An eye for an eye, a bulldozer for a bulldozer?

by

What happened in Jerusalem today? A Palestinian with an East Jerusalem ID who is a frontloader (bulldozer) driver purposefully overturned a bus and smashed into cars and pedestrians on the crowded Jaffa Street, killing three and wounding 44. One of the dead is the mother of a 5-month old, who survived the attack as an orphan. The BBC’s short video and eyewitness account of the end of the attack, when an off-duty Israeli soldier used the handgun of another civilian to kill the driver, is chilling.

Immediately, according to Haaretz, Israel’s Prime Minister Ehud Olmert called for high-level talks on what kind of retribution/deterrent is appropriate for Israel to practice against Palestinians who are legal residents of Israel who perpetrate crimes against Israelis. Ehud Barak, former Prime Minister and current Defense Minister, answered promptly: house demolitions.

If politics were about poetic justice, I’d have to hand it to Mr. Barak. You take a bulldozer into our streets and kill civilians, we take a bulldozer to your home and leave your family on the street. But the person who perpetrated the attack is dead. Though three different groups have claimed responsibility for the attack, the motives of this 30-something remain unclear and he may have acted alone and without disclosing his plans. Should his wife and children and his neighbors be punished? In a democracy, a civil suit for damages may be brought against the estate of the perpetrator of a crime. This is a far cry from a bulldozer arriving at his door the following morning. The families of Yigal Amir (Rabin’s assassin) and Eden Natan Zada, two Jewish Israeli terrorists who murdered Israeli citizens, did not face home demolitions.

On my way to the East Jerusalem neighborhood of Anata in February, I heard two Palestinians in the bus with me talking about the Caterpillar bulldozer driving in front of us. “Man, I could really use one of those to help with my home renovation,” said one. “It would make the work go so much faster.” “My cousin knows a guy…” said the other.

I was startled at the light tone of this conversation, given the symbolism of the bulldozer for the Palestinian people since 1967. Today was not the first time this machine was used as an instrument of murder. A bulldozer killed Jamal Fayad of Jenin refugee camp in his home in 2002, and there are many more incidents of similar fatalities in the West Bank and Gaza. A bulldozer infamously killed Rachel Corrie, an American volunteer in Rafah in 2003.

B’Tselem and the Israeli Committee Against House Demolitions document the use of bulldozers in violation of the human rights of Palestinians. House demolitions as retribution or as a deterrent are a form of collective punishment. This policy is therefore against international law, but has been used in the Occuped Palestinian Territories. The complexity of the issue of house demolitions was recently broken down for the novice by Seth Freedman in the Guardian. There have been many international calls to boycott the Caterpillar company for being complicit in the policies of an illegal occupation.
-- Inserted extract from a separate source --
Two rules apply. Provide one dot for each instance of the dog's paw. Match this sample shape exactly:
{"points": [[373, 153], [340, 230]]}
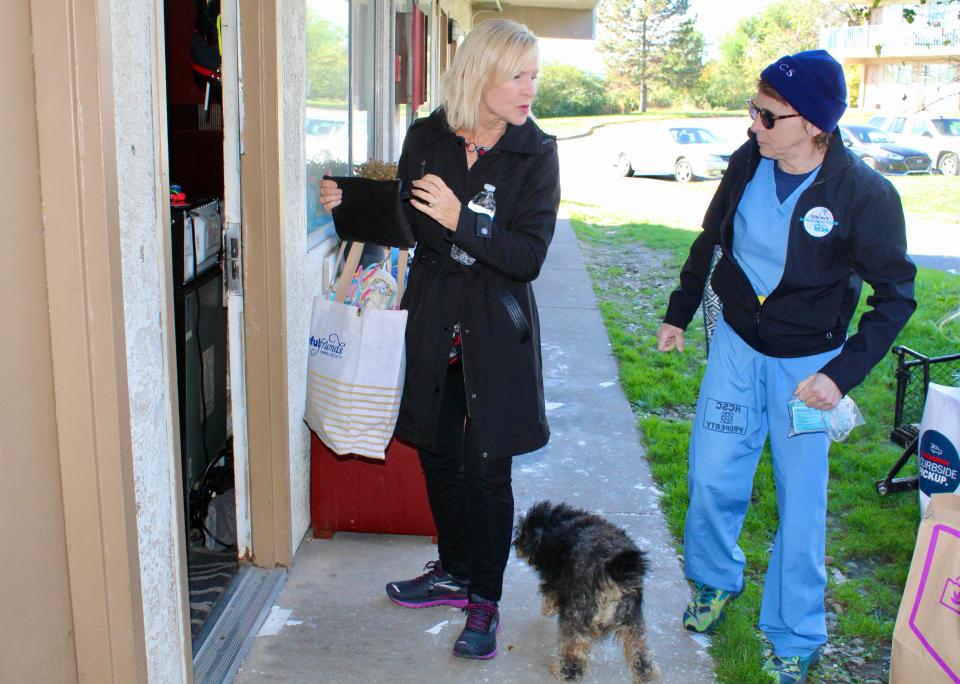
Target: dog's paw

Poetic justice may have become a bit too complex for the Defense Minister to handle.

The question posed by Prime Minister Olmert about Israel’s deterrence policy as it applies to East Jerusalemites, to demolish or not to demolish, brings up the much more complex issue that today’s attack has brought into high resolution: how does Israel feel about its Palestinian citizens and those whose ID cards allow them to move freely anywhere inside the Green Line?* Uncomfortable, uneasy. The phrase “fifth column” is often whispered and sometimes shouted. After I took a moment to pray for those who were injured or lost their lives today, my thoughts turned to my friends in East Jerusalem. Will they be able to go to work, to travel? Will students registered for summer camps or activities in West Jerusalem be able to attend? What additional security measures will they face? The Prime Minister of Israel today referred to the “potential terrorists” in their midst: will they be viewed with a renewed suspicion?

What happened in Jerusalem today? A nightmare. A bulldozer, the monster beneath the collective Palestinian-Israeli bed, came alive and turned on civilians. A horrific act of violence that is unjust, unpoetic. And so is the reaction of certain members of the Israeli government.

*The East Jerusalem ID and the regular Israeli ID differ slightly with regard to voting rights and international travel.